What can you do: Purchase loose leaf tea and use a reusable tea infuser, which will eliminate the plastic waste and a lot of the paper waste, too. Or look for tea bags that aren't made with plastic, like Numi, Organic Traditional Medicinals or Tetley Black and Green Tea. (Clean Plates has a list with more options.)

Fleece Clothing

Fleece clothing is made with plastic microfibers. Often fleece is made from recycled plastic, which seems like a good reuse for plastic bottles, but all fleece is bad in this regard. Every time a fleece item is washed, it releases thousands of microplastic fibers into the environment. When those microfibers make their way into drinking water or into the ocean, humans and marine creatures ingest them.

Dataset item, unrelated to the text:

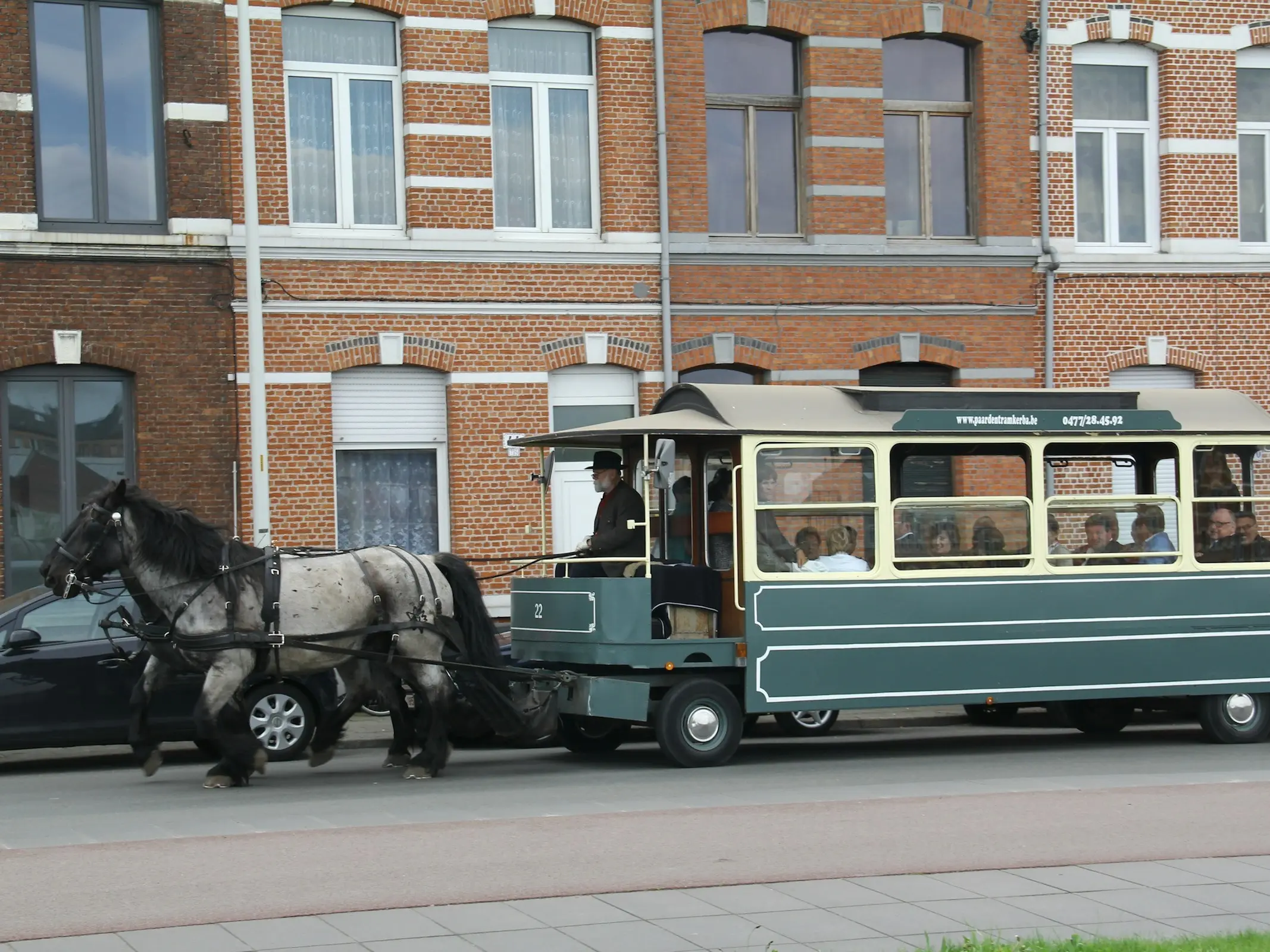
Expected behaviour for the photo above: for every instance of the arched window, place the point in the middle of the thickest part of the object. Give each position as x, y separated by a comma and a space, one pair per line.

What can you do: The jury is still out on how harmful these microfibers are to us, but it's clear they aren't good, so choosing not to buy fleece is the best option as Starre explains in her handy guide to reducing your microfiber pollution. As she points out, you can purchase a filter for your washing machine that will remove many of the microfibers, but the easier option is to try something like the CoraBall, which simply goes into the machine with your clothes. It also helps to wash your fleece only when necessary.

Disposable Wipes

One-time-use disposable wipes are so convenient. Baby wipes, personal hygiene wipes, antibacterial wipes, makeup removing wipes ... there are many types. They often come packaged in plastic, which is a problem itself, but at least those packages can be recycled. The wipes themselves are also frequently made with plastic — and they rarely get recycled. They end up in the trash or flushed, which really isn't a good idea — but I'll get to that in a minute.

Wipes contain plastic fibers that aren't generally biodegradable, according to The Guardian. Those that get flushed clog up our sewers and create fatbergs — giant chunks of wipes and diapers held together by fats like bacon grease that gets dumped down the drain. Wipes that end up in the ocean can be mistaken for food by turtles. These convenient wipes are turning out to be majorly inconvenient to the environment.

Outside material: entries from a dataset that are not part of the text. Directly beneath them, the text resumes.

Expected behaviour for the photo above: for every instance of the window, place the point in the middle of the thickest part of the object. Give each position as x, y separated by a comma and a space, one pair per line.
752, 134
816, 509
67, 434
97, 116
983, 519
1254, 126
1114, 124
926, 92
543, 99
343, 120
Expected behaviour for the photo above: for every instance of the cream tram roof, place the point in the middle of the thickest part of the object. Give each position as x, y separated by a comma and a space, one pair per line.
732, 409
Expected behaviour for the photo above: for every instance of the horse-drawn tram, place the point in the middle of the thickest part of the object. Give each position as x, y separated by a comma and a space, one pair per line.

What can you do: Only use disposable wipes when absolutely necessary. Inconvenience yourself. Use rags to clean surfaces instead of anti-bacterial wipes (and wash the rag after one use). Ditch the disposable bathroom wipes and use toilet paper. For babies, make DIY reusable baby wipes and use them as often as possible. Take your makeup off with a washcloth. And, when you do use disposable wipes, never flush them down the toilet.

Cigarette Butts

When people toss their butts on the ground instead of disposing of them responsibly, they end up in waterways. It's strange that so many people still find it acceptable to throw cigarette butts, which is why they are the most pervasive man-made pollutant. Yet it takes just one cigarette butt to contaminate a gallon of water, says Science Alert. Part of that contamination comes from plastic, which is used in the filter.

What can you do: It would be easy to simply say, "quit smoking," but there are very few smokers who don't realize they should quit for their own good, let alone the well-being of the planet. If you do smoke, don't throw your butts on the ground or in the water. Dispose of them in the trash or in a safe cigarette receptacle.


Glitter is so hard to get rid of, and here's proof: there are services that will send glitter bombs to your enemies. When the envelope is opened, glitter flies everywhere. The glitter will be on that person's clothes, carpet and couch seemingly forever. And, even if they do manage to clean it up and put it in the trash, it will live in the landfill for a very long time. So just don't.

Glitter is made from plastic that's bonded with aluminum. If it winds up in the water, it becomes part of marine plastic litter — consumed by plankton, fish, shellfish, seabirds and other creatures. Birds that have plastic litter buildup in their stomachs can die of starvation.

What can you do: At least this one is simple: Avoid all glitter.